Exclusive administrative use of new carrot-and-stick strategies to change such behaviors from the top down is likely to lead to a dead end. Educational seminars and training sessions designed to initiate changes in behavior from the bottom up will hit resistance from a cadet culture which has its own deeply held masculine values and an established and efficient system for transmitting them. The objective needs to be to turn cadets into gentlemen–gentlemen who do not engage in blind inebriation as a form of entertainment and who do not consider women to be objects of male sexual convenience. But while cadets may often ignore those regulations which conflict with the extant masculine value system, they also regularly adopt formally prescribed yet functionally useless behaviors of cadet life with enthusiasm. One of these prescriptions is actually a ritualistic pro-scription involving some red bricks.

Set flush into the ground directly in front of the entrance to the 1993 Kreitzberg Library on the Norwich campus is a small collection of red bricks arranged in a square. During Rook Week, the cadre of each freshman platoon bring their charges to these bricks and explain that they are all that is left of the Old South Barracks. The cadre also explain that no cadet entering or leaving the library ever deliberately steps on these bricks, and if one watches cadets leave or enter the library at any hour of the day or night, in a group or alone, Norwich cadets always step around the bricks. There are no consequences for failing to do so, no regulation protecting the bricks, and a cadet whose foot slips is unlikely to be chastised by his peers. All that protects the bricks is the fact that Norwich cadets are not supposed to step on them–and the behavior is self-reinforcing because it has become part of the definition of what it means to be a cadet at Norwich.

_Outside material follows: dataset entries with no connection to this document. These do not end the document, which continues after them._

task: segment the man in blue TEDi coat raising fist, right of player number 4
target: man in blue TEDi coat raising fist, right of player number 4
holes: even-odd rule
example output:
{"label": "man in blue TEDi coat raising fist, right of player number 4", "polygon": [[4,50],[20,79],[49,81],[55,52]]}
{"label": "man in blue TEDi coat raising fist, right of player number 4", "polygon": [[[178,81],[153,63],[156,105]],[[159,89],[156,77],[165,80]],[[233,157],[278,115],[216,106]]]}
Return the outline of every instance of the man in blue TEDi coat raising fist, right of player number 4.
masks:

Respect for bricks is not the same as respect for women or respect for sexual boundaries, but the behavior suggests a crucial transferability. If the definition of a cadet can be remade to actually include such values rather than merely to render them lip service, then the incidence of sexual assault in military schools can only go down.

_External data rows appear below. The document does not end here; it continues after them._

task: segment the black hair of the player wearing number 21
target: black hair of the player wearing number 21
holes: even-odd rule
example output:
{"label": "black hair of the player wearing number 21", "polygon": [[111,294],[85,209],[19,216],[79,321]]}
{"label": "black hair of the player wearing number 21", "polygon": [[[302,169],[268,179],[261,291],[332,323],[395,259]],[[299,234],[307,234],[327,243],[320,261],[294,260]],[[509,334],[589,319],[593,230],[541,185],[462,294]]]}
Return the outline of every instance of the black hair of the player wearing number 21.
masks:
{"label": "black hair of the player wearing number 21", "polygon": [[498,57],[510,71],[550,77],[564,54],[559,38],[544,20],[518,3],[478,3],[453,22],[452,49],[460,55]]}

On the Monday after the Junior Ring Ball, I packed my bags and got ready to leave Norwich. While my two Rook buddies were in class, I combed the room for stray clothing and misplaced toiletries. As I did this, I suddenly realized that the decor of the room had experienced a small but critical change–a change that forced me to smile amidst all the weekend’s sadness and drama. And as I left the room, I felt a renewed sense of hope, an unanticipated confirmation that the Norwich Corps of Cadets is still worth loving in spite of its many problems, that regardless all of the machismo, the men of my platoon–many of whom will become U.S. officers within the next year–are fully capable of introspection and change with respect to how they view women. And all I could think as I walked to my car was, He figured it out! He actually figured it out! Sometime earlier in the day, in my absence and with no encouragement from me, one of my buddies had taken down the picture of the woman in uniform and lingerie which had been taped to his wall locker, and had replaced it with a picture of his swim team.